Additional metadata needed for complete SPASE descriptions

cdawmeta-spase

Metadata needed beyond that in CDF Masters and all.xml for the generation SPASE NumericalData descriptions for all CDAWeb datasets.

With this information and the spase_auto code in cdawmeta, correct and consistent (with Masters and self) SPASE NumericalData records can be created for all CDAWeb datasets.

Completing the DOI.json and ResourceID.json files is the minimum requirement for having CDAWeb SPASE NumericalData records for all CDAWeb datasets.
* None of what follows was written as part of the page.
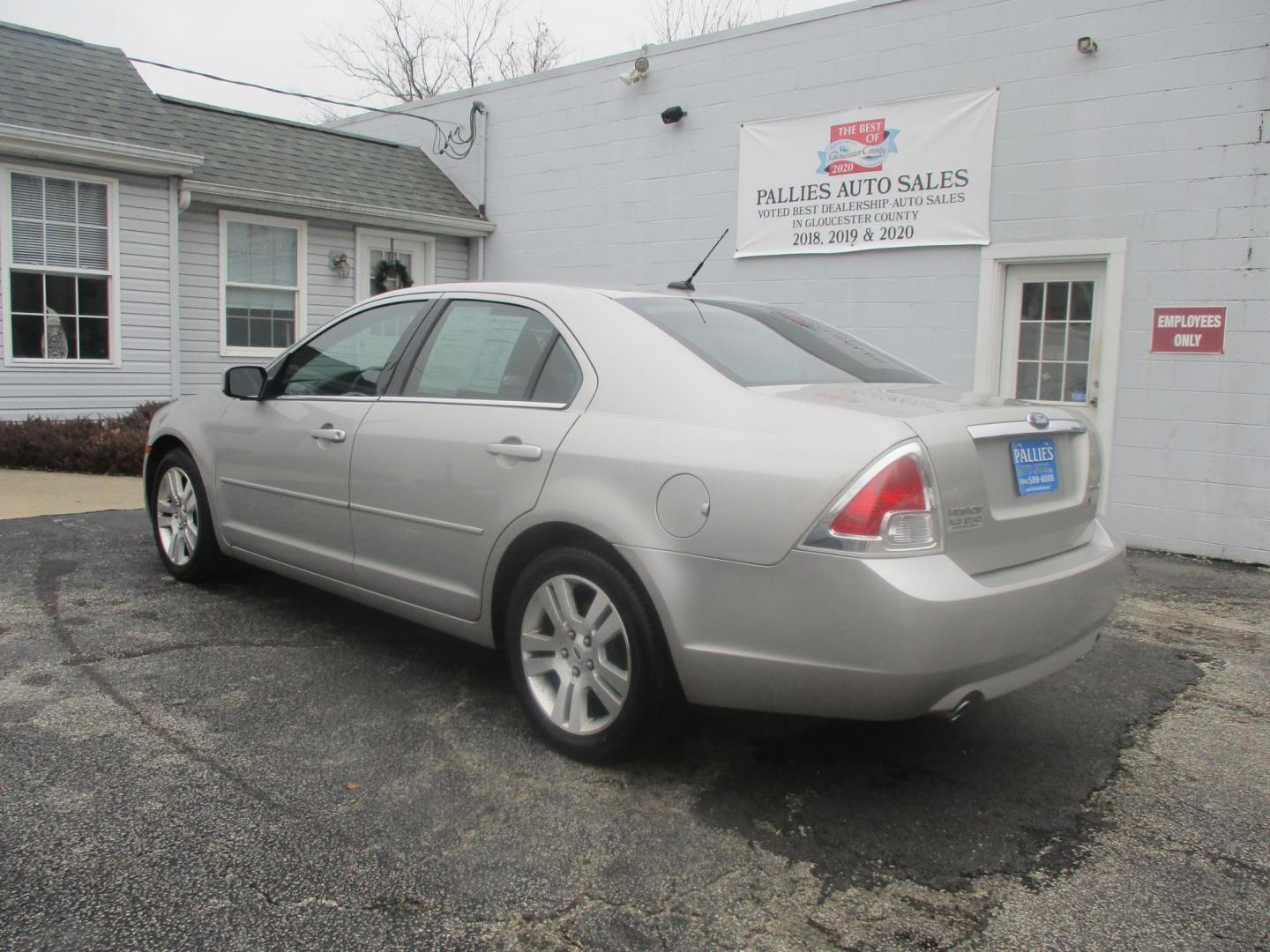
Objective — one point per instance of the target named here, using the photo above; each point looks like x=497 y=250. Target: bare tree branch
x=403 y=55
x=680 y=19
x=531 y=49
Files in this repository are generated by report.py, which extracts (and corrects) certain attributes from existing SPASE records in the hpde.io git repository. See the log files in reports for additional details on their method of generation, errors and inconsistencies encountered, and counts of attributes.
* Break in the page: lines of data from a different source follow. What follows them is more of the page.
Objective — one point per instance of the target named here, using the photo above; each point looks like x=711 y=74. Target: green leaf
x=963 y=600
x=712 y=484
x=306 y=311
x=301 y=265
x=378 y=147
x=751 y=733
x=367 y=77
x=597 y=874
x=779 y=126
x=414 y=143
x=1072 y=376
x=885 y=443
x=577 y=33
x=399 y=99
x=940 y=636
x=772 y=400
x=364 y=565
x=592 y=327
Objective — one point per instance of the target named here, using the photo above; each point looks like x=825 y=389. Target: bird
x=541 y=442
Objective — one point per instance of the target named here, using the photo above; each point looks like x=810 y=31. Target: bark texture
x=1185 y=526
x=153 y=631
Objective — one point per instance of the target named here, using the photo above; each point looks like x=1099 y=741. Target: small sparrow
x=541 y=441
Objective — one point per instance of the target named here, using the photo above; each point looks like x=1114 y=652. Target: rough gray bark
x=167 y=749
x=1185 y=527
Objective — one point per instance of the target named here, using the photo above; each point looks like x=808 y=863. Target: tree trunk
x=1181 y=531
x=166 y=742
  • AccessInformation.json - is a template for AccessInformation nodes. Not all content applies to each dataset, and spase_auto.py determines what parts to include based on information in Master CDFs.

  • DOI.json - contains a list of DOI/CDAWeb dataset ID pairs.

  • Epoch.json - contains metadata that is important for interpretation of parameters derived from data in a CDF with a time DataType.

  • InformationURL.json - contains keys of URLs found in InformationURL nodes and an array of associated CDAWeb dataset IDs. In some cases, a pattern (e.g., ^BAR_) is used when we are certain that the InformationURL/URL applies to all CDAWeb dataset IDs matching that pattern.

  • InstrumentID.json contains SPASE InstrumentID/CDAWeb dataset IDs. There are ~20 CDAWeb datasets without SPASE Instrument IDs.

  • ObservedRegion.json - Each key is the "spacecraft" part of a CDAWeb dataset ID (the part before the first _) and the values are all unique ObservedRegion values. There were many instances where different instruments on the same spacecraft had different ObservedRegion elements and we assumed that this was an error; the content of this file was created assuming all instruments were active at one time while the spacecraft was in each region. If this is not the case, extra nodes in the file can be added to indicate this.

  • ResourceID.json - is a list of SPASE ResourceID/CDAWeb dataset ID pairs. There are many CDAWeb dataset IDs without SPASE ResourceIDs. Also, there is inconsistency in the naming (e.g., SWEPAM data products are under spase://VSPO and spase//NASA).

  • Rights.json - contains a placeholder template for anticipated additions to the SPASE metadata model to support FAIR.

  • Units.json - has an object with keys of UNIT strings found in CDF Masters that are not all whitespace. (We do not start with what was found in SPASE due to the mistranslation issues discussed in the Units section of the cdawmeta repository README.) If not null, values are the VOUnit equivalent. If null, a translation is needed. To the variables that have a unit string, search the CDAWeb variable table.

    For completion, the following is required:

    1. Determine the VOUnit representation of all unique units (~1000), when possible, in Units.json.

    2. Determine the VOUnit for all variables that do not have a UNITS or UNIT_PTR attribute or a unit value that is all whitespace (~20,000), which we label as "missing"; see the log file. Although the ISTP conventions require units for variables with VAR_TYPE = data and support_data, ~20% of variables have "missing" UNITS.

    3. Validate that determinations made for 1. and 2. are correct. This could done in two ways: (a) Have two people independently make the determinations and (b) for case 1., use AstroPy to compute the SI conversion and compare with the SI_{conversion,conv,CONVERSION} (all three versions are found in CDF Masters and the ISTP convention documentation).

    Finally, we think that the correct source of the updated units is not SPASE—it should be the CDF Masters; SPASE records should draw this information from the CDF Masters. Many people use CDF Masters for metadata, and if the VOUnits only existed in SPASE, they would have access to them. (For example, CDAWeb links to the Master file in the Metadata links and Autoplot, HAPI, etc. used Master CDF metadata.)